Major Congrats!!! What a suprise!!! It brought a big smile to my face when i read this!! He is a lovely looking little brown boy! I cant wait to see how he matures!


----------



## spoospirit (Mar 10, 2009)

_He is such a darling and I love his duck toy!! I am so very happy for both of you that you have brought a new baby into your lives again. I wish you many, many happy, healthy years with Lichen. Can't wait to see this one grow and that tail!! WOW!
_


----------



## pudlemom (Apr 16, 2010)

Oh my gosh Congratulations,so happy to see you have a new puppy in your life he is scrumch!


----------



## Lily123 (Feb 20, 2010)

Congratulations! Lichen is a gorgeous looking boy - wishing you many years of love and joy together.


----------



## Bella's Momma (Jul 26, 2009)

Oh Heaven's! HE is so cuuute. I want one!

Congratulations!


----------



## BFF (Jun 10, 2009)

I just noticed the news. Congratulations on your new puppy!!! I was really hoping you would be making an announcement soon. You made a great choice going with Carole. She puts a lot into her breeding program.

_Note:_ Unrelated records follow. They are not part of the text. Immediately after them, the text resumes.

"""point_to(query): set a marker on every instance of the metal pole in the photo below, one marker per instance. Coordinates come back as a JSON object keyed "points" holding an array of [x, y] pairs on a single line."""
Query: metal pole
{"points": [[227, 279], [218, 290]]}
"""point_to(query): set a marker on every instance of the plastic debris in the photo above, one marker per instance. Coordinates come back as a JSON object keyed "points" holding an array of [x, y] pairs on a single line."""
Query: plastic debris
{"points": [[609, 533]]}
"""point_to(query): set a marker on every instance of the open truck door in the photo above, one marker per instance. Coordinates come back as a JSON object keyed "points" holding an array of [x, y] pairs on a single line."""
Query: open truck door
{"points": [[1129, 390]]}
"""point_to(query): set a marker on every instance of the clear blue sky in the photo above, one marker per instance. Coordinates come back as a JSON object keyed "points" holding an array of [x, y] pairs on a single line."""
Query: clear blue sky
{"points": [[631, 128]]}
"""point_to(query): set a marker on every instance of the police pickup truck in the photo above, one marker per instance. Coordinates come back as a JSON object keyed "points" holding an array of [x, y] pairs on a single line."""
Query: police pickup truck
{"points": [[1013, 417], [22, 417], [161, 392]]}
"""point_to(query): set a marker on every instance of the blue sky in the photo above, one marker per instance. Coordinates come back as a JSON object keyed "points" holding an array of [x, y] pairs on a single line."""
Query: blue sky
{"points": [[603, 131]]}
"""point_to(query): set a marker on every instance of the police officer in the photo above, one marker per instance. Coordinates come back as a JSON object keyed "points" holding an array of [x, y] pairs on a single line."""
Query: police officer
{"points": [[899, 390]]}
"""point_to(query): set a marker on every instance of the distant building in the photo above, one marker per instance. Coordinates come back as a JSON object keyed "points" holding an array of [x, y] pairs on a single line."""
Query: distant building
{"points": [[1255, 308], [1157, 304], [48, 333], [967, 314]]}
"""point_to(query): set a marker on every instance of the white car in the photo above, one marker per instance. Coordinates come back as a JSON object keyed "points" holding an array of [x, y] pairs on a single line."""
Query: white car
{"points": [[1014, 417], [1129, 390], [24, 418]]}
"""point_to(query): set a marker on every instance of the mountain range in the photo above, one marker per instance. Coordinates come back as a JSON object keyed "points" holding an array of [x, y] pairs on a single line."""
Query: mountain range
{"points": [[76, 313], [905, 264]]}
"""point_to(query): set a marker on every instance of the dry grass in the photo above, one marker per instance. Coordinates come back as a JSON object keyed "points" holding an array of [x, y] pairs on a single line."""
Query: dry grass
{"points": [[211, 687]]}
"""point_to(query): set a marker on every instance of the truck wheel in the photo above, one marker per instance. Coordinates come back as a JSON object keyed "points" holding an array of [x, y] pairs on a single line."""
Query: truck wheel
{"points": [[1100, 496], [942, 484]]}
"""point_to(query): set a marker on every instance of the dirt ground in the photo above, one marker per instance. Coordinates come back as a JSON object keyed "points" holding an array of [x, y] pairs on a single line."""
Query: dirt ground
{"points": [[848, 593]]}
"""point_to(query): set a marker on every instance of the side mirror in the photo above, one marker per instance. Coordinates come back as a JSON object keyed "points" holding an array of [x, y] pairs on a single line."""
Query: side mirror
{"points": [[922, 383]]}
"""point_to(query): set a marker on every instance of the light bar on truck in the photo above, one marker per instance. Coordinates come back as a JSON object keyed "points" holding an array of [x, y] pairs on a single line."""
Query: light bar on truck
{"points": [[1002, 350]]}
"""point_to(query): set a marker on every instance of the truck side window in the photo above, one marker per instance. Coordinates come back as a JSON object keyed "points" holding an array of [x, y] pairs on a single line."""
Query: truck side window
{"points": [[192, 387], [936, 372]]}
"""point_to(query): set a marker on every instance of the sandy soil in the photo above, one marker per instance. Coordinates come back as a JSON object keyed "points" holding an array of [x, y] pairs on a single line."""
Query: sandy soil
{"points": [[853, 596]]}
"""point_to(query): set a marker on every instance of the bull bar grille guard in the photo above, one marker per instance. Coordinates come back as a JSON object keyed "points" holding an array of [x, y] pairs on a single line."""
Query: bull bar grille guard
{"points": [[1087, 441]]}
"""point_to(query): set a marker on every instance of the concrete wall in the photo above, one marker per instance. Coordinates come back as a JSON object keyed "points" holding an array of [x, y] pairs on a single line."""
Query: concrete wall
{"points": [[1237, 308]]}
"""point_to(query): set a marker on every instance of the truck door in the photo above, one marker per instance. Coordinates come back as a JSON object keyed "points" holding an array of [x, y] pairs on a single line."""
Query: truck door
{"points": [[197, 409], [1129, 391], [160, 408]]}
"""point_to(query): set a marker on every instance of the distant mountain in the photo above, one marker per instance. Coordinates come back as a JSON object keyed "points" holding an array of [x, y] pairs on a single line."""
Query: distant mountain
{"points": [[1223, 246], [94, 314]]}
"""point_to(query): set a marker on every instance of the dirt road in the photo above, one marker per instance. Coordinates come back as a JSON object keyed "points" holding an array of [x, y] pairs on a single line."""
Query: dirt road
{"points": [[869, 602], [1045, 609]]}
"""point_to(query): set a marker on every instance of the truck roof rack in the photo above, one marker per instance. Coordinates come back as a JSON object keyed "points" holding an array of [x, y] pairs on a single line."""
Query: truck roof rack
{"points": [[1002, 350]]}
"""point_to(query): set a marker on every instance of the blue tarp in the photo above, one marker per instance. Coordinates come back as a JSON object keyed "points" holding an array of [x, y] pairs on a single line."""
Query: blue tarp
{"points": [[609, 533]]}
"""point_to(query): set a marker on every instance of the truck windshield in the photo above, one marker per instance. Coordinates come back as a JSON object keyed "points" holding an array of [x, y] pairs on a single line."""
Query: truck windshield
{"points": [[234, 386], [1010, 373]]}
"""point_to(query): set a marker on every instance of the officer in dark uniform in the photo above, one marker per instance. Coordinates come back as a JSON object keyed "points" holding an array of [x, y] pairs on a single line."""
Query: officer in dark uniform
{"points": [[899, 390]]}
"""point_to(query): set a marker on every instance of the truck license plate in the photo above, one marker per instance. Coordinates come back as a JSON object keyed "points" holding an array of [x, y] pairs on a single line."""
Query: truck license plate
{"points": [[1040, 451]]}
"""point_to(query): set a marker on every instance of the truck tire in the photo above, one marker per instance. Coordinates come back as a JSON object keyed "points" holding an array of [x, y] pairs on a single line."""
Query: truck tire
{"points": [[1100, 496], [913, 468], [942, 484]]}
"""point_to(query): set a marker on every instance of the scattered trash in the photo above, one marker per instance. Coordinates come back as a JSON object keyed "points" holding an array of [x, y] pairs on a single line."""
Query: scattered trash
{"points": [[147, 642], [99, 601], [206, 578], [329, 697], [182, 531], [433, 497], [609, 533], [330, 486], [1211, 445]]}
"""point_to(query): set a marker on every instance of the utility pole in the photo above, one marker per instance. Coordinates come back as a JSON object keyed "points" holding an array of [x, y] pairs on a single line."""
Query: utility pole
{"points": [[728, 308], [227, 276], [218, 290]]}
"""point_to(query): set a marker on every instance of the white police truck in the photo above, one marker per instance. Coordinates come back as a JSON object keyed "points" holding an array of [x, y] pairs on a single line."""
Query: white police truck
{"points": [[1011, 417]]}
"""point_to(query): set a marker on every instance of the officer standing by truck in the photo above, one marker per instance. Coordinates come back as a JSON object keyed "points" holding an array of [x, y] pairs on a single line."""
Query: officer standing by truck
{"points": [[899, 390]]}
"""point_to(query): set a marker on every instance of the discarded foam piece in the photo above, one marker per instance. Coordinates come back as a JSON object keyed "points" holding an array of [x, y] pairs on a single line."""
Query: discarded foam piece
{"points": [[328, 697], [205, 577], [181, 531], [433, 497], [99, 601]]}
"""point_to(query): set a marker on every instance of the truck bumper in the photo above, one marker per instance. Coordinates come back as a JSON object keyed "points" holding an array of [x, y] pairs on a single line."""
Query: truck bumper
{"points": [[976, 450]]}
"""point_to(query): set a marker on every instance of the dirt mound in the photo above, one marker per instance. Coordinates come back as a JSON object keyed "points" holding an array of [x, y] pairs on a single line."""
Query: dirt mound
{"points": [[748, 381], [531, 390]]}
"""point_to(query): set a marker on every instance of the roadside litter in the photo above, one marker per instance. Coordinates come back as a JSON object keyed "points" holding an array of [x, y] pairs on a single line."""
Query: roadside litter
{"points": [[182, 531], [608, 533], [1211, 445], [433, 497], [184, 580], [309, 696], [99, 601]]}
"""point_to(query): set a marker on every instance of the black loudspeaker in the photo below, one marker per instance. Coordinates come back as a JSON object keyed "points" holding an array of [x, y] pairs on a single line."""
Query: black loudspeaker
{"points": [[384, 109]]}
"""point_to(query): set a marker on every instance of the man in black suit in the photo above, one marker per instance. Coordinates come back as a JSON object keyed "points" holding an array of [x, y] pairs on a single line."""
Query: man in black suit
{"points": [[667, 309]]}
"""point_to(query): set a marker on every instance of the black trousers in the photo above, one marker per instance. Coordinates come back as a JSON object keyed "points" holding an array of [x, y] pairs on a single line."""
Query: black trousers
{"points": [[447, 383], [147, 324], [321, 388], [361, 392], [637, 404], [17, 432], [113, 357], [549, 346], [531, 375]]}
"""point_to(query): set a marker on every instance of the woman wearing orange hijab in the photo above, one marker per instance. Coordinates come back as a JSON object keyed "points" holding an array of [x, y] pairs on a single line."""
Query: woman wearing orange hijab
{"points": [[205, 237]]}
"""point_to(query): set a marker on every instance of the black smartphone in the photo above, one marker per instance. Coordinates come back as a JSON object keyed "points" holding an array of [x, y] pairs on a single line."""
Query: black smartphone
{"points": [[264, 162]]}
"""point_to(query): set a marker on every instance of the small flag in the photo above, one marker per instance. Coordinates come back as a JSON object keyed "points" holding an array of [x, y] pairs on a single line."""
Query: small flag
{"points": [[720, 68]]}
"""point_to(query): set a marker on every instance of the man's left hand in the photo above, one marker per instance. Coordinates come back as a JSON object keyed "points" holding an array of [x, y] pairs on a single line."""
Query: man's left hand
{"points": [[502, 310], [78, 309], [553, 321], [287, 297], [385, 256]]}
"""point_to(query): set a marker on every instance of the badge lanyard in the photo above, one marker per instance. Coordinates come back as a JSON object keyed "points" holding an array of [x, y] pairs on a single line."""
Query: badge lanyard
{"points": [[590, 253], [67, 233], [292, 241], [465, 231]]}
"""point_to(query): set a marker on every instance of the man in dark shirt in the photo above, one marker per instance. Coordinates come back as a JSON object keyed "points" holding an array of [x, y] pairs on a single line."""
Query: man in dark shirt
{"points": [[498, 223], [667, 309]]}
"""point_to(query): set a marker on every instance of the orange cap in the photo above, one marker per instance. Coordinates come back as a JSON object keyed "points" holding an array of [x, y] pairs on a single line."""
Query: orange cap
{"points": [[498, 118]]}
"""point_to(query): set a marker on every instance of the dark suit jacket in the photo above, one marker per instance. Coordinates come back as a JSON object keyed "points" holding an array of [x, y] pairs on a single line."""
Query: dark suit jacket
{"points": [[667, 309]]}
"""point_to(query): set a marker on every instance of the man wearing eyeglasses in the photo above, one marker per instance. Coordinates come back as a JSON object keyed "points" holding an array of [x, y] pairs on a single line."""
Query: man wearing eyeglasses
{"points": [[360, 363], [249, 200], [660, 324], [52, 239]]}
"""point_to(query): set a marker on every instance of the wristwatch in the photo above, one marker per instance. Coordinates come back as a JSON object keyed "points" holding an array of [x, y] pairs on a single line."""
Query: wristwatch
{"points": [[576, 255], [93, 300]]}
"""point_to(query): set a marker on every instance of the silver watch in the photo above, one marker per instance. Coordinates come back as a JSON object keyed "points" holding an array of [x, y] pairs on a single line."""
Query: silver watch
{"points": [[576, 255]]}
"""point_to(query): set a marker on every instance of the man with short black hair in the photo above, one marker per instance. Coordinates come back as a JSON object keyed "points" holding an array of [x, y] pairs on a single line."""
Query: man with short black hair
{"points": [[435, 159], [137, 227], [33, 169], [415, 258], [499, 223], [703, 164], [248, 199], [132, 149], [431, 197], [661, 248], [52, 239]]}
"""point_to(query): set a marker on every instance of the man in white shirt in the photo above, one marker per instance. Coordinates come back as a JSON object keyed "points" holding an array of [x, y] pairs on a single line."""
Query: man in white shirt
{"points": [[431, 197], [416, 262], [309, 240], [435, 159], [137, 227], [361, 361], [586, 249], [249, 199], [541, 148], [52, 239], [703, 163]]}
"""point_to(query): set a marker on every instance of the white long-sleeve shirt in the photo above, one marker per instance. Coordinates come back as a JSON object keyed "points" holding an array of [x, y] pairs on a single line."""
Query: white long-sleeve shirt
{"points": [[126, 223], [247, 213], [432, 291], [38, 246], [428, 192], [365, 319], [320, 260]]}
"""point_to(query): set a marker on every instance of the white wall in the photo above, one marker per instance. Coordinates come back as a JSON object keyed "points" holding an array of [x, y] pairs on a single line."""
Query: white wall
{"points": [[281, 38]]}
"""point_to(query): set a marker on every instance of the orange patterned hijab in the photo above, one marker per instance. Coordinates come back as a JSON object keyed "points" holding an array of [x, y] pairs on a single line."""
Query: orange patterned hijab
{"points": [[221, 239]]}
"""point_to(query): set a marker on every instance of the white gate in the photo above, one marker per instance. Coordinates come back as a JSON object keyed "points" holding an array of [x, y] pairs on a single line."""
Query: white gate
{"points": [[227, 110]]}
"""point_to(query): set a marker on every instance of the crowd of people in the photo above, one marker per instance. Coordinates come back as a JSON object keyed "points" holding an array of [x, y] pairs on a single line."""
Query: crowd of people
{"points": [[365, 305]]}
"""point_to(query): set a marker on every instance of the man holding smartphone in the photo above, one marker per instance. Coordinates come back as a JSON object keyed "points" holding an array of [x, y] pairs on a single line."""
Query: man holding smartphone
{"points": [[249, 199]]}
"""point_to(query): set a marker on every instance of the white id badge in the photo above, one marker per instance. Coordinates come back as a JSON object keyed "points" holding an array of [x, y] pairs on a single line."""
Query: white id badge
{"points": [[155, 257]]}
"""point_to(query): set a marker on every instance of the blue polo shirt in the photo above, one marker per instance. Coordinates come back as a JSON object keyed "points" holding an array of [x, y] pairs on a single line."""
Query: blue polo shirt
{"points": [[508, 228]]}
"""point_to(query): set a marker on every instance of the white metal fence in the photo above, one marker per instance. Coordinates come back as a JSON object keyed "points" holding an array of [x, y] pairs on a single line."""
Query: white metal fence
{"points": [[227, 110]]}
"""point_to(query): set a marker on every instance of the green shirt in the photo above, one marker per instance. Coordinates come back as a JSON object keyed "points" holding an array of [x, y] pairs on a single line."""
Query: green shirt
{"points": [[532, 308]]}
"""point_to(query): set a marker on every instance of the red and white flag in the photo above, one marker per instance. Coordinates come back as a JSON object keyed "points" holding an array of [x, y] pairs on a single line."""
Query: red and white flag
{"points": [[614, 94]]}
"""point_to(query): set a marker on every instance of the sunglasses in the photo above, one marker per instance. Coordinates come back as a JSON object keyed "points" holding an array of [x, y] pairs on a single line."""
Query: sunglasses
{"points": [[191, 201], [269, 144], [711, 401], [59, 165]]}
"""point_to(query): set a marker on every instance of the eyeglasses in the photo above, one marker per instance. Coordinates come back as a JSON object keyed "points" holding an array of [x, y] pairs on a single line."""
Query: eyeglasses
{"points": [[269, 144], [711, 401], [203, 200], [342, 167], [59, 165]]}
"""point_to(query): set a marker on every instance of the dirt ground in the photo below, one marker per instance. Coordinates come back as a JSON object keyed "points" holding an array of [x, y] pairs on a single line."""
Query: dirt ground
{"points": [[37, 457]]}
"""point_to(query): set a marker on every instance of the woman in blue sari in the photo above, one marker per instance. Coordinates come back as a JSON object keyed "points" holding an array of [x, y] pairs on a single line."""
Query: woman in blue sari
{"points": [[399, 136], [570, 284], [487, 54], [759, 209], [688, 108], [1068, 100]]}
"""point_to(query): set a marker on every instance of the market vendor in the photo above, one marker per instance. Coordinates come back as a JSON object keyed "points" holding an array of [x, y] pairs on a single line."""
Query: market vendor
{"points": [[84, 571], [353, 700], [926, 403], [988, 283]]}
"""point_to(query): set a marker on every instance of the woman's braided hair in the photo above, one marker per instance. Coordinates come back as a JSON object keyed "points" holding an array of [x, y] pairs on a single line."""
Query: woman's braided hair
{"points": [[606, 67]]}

I just love the pictures, especially with him on the bed. He has a little room to grow! It will be fun to compare pictures in a few short months. I am especially excited to see some videos again. It was fun watching him with the duck.

Welcome Lichen to your extended poodle family! 

LOVE that name. It's very unique.


----------